185:タルウィフェタ-3
「いい感じに煮えてきたわね」
『でチュねー』
5時間と少々経った。
適度に揺らし、加温し続けてきた鍋は、吊っている垂れ肉花シダの蔓を介して伝わってくる感覚からして、かなりいい感じに煮えてきている。

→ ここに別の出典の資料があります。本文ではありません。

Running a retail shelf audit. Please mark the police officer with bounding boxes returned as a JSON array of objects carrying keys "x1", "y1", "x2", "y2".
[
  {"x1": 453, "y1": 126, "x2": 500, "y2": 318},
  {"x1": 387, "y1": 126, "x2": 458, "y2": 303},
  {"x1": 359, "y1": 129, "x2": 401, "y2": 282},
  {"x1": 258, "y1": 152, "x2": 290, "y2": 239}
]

これで後は呪怨台で呪えば、目的のアイテムができるだろう。
「こっちは全然ね」
『まあ、仕方がないでチュ』
呪詛の塊を作り出して操る方は、目立った進展はない。
まあ、地道に習熟していくしかないだろう。
「タルさん!」
「あら、クカタチ」
鍋を引き上げて足場に置いた私の前にクカタチが現れる。
腹の中には魚の姿はないが、嬉しそうな表情をしている。
どうやら上手くいったようだ。
「タルさんのおかげで無事に呪術を習得出来ました。見てくださ……」
「ストップ」
「え?」
が、私に見せようとするのは感心しない。
私はクカタチに掌を向けて、静止した。
「クカタチ。誰がどんな呪術を習得しているのかと言うのは、『CNP』においては極めて重要な個人情報よ。誰彼構わず明かすのは感心しないわ」
「え、でも、タルさんは呪術スレに……」
「アレは私にも益があるからやっていること。そして、私は全ての情報を公開しているわけではないわ。そういう訳だから、明かすのなら、最低でも一緒に戦ってもよい、背中を見せても大丈夫だと思える相手だけにしておきなさい」
「は、はい……。分かり……ました」
『たるうぃってこう言う時の倫理観は本当にしっかりしているでチュよね……』
クカタチは微妙に納得していない様子だったが、これは重要な事である。
特に今はPvPイベントの直前で、誰彼構わず手札を晒すのは愚行と断言してもいい。
後、何もないところでただただ見せられるよりも、実戦でいきなり見せつけられた方がインパクトがあるので、理解できる範疇の呪術であれば、私はそちらを望みたい。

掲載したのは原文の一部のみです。